Die 100.000-Euro-Retax Alexander Müller, 26.04.2018 10:20 Uhr
Post von den Abrechnungsstellen der Krankenkassen ist in Apotheken nicht gerne gesehen. Was wird diesmal retaxiert? Und wie viel? Bei immer mehr extremen Hochpreisern kann ein Fehler bei der Abrechnung existenzielle Folgen haben. Um dem Apotheker in diesem Fall die schlechte Nachricht möglichst schonend beizubringen, hatte sich die AOK sogar vorab telefonisch gemeldet, bevor der Brief verschickt wurde. Denn in diesem Fall ging es um rund 100.000 Euro.
Bei der Kasse war aufgefallen, dass die Apotheke überdurchschnittlich viele teure Rezepturen abgerechnet hatte. Hochpreiser werden bei allen Kassen genauer unter die Lupe genommen. Und in diesem Fall wurde schnell klar, dass der Preis um zwei Kommastellen verschoben war. Statt 27,50 Euro hatte die Apotheke 2750 Euro in Rechnung gestellt.
Das Problem: Dieser Fehler war nicht einmal passiert, sondern bei jeder Rezeptur. Wie es dazu kommen konnte, dass jede Rezeptur mit dem Faktor 100 berechnet wurde, ist nicht bekannt. Die Apotheke möchte damit aus verständlichen Gründen auch nicht an die Öffentlichkeit.
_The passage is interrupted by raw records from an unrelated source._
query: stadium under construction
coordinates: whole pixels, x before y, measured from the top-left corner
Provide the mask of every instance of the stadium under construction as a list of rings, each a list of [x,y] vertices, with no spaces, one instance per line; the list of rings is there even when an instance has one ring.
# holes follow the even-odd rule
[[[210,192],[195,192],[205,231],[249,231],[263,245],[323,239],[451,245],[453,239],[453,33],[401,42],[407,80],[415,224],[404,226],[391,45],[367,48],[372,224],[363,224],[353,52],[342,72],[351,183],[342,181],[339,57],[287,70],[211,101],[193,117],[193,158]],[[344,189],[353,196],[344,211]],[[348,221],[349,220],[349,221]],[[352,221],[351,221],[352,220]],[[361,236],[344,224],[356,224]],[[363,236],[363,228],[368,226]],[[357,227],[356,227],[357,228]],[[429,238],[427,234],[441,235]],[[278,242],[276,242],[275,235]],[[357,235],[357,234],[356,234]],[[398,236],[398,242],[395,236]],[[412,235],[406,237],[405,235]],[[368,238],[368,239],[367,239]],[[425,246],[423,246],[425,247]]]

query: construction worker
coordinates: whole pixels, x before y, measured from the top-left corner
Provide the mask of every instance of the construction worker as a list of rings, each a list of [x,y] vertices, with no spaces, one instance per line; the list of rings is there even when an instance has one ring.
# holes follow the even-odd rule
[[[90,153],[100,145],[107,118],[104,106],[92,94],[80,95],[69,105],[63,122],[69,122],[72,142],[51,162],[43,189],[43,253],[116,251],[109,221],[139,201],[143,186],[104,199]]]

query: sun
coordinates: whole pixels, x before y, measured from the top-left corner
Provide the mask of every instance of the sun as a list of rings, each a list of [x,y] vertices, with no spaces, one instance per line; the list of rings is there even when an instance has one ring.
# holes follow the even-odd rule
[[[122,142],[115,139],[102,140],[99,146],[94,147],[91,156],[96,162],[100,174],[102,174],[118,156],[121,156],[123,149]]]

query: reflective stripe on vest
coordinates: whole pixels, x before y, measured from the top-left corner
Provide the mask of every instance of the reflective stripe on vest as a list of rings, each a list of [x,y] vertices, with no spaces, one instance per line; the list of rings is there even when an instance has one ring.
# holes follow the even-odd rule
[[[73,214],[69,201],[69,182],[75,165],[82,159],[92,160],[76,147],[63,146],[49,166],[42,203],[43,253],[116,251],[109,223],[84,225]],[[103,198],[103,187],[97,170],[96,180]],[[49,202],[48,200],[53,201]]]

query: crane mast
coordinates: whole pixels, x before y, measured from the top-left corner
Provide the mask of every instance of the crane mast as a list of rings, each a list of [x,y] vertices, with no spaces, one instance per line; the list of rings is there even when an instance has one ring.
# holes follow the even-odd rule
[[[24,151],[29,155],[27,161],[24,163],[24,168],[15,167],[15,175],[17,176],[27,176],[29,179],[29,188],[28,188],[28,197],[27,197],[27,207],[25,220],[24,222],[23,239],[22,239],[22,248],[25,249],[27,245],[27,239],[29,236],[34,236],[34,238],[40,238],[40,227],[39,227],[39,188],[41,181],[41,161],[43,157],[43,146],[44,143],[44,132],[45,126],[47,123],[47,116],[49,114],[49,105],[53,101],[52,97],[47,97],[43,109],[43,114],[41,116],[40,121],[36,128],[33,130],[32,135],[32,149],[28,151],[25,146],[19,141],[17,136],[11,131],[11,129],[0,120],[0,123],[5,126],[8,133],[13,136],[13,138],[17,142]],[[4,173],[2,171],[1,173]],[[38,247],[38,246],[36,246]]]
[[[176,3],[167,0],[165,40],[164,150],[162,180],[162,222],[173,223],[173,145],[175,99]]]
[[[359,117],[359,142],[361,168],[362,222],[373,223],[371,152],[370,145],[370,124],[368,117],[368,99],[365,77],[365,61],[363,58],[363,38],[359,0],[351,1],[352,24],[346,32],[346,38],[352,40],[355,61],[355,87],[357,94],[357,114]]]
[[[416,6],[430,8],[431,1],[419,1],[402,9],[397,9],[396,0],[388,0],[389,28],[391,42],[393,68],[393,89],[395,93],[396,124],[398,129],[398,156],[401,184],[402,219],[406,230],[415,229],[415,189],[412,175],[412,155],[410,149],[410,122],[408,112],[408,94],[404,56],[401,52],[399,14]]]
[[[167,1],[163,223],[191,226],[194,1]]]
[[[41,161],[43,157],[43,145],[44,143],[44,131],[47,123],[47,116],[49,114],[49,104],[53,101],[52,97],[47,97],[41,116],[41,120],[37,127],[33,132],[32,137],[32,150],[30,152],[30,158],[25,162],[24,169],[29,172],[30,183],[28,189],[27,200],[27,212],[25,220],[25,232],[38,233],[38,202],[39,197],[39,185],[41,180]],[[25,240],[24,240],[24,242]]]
Deshalb kann nur spekuliert werden: Hat das Komma auf der Tastatur geklemmt? Entstand der Fehler bei der Mengenangabe oder liegt er im Warenwirtschaftssystem? Da die Preise von Rezepturen nicht im ABDA-Artikelstamm hinterlegt sind, ist auch keine Preisprüfung möglich, wenn die Apotheke das Sonderkennzeichen 09999011 verwendet. Gleichwohl hätte es in der Apotheke auffallen können.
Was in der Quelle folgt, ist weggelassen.